There are several basic areas:
- The creation of robust commercial Cloud services with a rich set of services all presented for allocation and configuration to the enterprise via a set of standard Application Programming Interfaces (APIs).
- The emergence of the Software Defined Networking (SDN), offering the potential of flexible network services again presented to the enterprise for allocation and configuration as a set of APIs.
- The transition of traditionally physical network-related devices to application that can be configured onto essentially standard computer servers, called Network Function Virtualization (NFV).
The battle that is the force driving these changes are between what I call the “new traditional” service providers and the “legacy” service providers. Companies like Amazon and Google eschewed traditional wisdom of hardware providers and the paradigm of legacy service providers. Driven by their application development and low-cost consumer mindset, their general approach is to strip-down to the necessary hardware and software functionality. Bloated hardware and software with features and functionality not needed is removed. The over 30 years of the evolution of Internet standards that defines to the control of network devices, embedded into expensive routers and switches, is discarded in part or whole for so called “white box” hardware and Open Source software as the basis for their control.
Legacy network service providers grew-up with the Internet, driving its standards within the common framework of a set of “autonomous systems” configured by the service provider with a set of defined end-user services. Scant thought was given to providing end-users (in this case the enterprise customer) any meaningful end-to-end control of services, and almost without exception nothing that looks like a web-service RESTful API. This is in stark contrast to the rich information and control APIs expected and provided by today’s commercial Clouds.

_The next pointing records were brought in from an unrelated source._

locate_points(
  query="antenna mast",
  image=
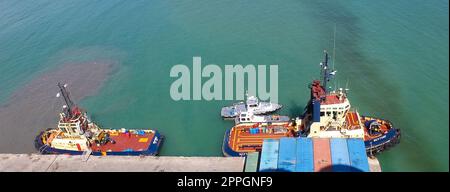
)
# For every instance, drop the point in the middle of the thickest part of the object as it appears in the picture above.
(334, 46)
(325, 73)
(67, 100)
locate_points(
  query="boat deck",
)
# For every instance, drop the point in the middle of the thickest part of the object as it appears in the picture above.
(384, 127)
(243, 141)
(126, 142)
(352, 120)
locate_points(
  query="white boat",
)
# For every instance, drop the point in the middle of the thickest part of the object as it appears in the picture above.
(250, 118)
(252, 105)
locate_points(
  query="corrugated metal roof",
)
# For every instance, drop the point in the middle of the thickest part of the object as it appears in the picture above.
(313, 154)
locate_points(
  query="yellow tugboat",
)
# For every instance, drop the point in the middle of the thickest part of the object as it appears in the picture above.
(76, 134)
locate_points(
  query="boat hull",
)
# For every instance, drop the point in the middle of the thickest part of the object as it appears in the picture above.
(152, 150)
(226, 149)
(382, 143)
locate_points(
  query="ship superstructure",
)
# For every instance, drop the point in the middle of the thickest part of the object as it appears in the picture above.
(77, 134)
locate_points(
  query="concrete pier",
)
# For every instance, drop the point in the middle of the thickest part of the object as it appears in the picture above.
(61, 163)
(374, 165)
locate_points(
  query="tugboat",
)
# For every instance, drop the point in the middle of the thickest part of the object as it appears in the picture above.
(76, 134)
(252, 104)
(328, 115)
(250, 118)
(245, 138)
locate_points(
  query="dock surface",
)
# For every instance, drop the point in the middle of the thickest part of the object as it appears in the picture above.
(75, 163)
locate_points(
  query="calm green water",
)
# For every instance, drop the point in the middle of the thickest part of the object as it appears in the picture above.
(394, 54)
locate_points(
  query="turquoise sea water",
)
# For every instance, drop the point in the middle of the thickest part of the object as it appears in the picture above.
(394, 54)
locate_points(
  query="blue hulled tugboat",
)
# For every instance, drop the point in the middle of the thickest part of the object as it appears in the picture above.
(329, 115)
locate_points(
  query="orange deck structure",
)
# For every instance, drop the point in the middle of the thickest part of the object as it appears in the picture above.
(322, 155)
(384, 127)
(241, 140)
(124, 141)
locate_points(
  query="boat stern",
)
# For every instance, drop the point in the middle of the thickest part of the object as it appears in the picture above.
(155, 145)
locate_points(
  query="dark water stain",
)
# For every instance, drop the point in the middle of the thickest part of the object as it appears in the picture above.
(35, 107)
(364, 71)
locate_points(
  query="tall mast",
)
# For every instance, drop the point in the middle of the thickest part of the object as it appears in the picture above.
(69, 103)
(325, 73)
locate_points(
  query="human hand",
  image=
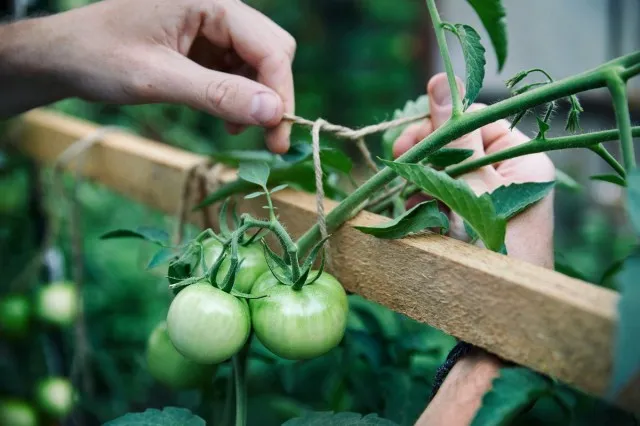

The figure below represents the recent past and much of the present. Blue represents the legacy infrastructure approach. Focusing on the network space, the enterprise has to contend with complicated device configurations and essentially static service configurations from their network services provider. There is little if any coordination between the network and the applications development and operations environment other than at best service tickets and at worse verbal (and undocumented) direct staff-to-staff communications.
The expectations of enterprise Information Technology organizations will also drive the trend to a more software defined environment, as the use of Cloud services and it associated reporting and control will become the expectation, not the exception. In fact, it is likely that more comprehensive “enterprise orchestration” systems will be developed that will cover all services, from internal application development lifecycles (i.e., Development and Operations), to control and management of end-to-end enterprise services delivery.
This leads to the view in the figure, below. Red and green represent the new infrastructure trends and blue represents the legacy environment. The significant change is that nearly all of the infrastructure is now software based, from SDN controlling and reporting of end-to-end network (including to and from Cloud resources), to the direct control of virtual network devices whether in the Cloud, at an enterprise location, mobile, or one of those Internet of Things devices using NFV.
When every resource or service is controlled by what appears to be a web-service and the same mechanism is used to obtain performance, usage, and other relevant from across the different traditional service domains (compute, storage, network, security, etc.) then everything looks like software. Once this happens, one has to completely rethink an enterprise’s IT operation, as the same types of activity that is done to develop applications is now the fundamental discipline for orchestrating the enterprise, whether it is resource management, application development or rollout, or cyber security.
Buckle-up, time to become an enterprise orchestration programmer.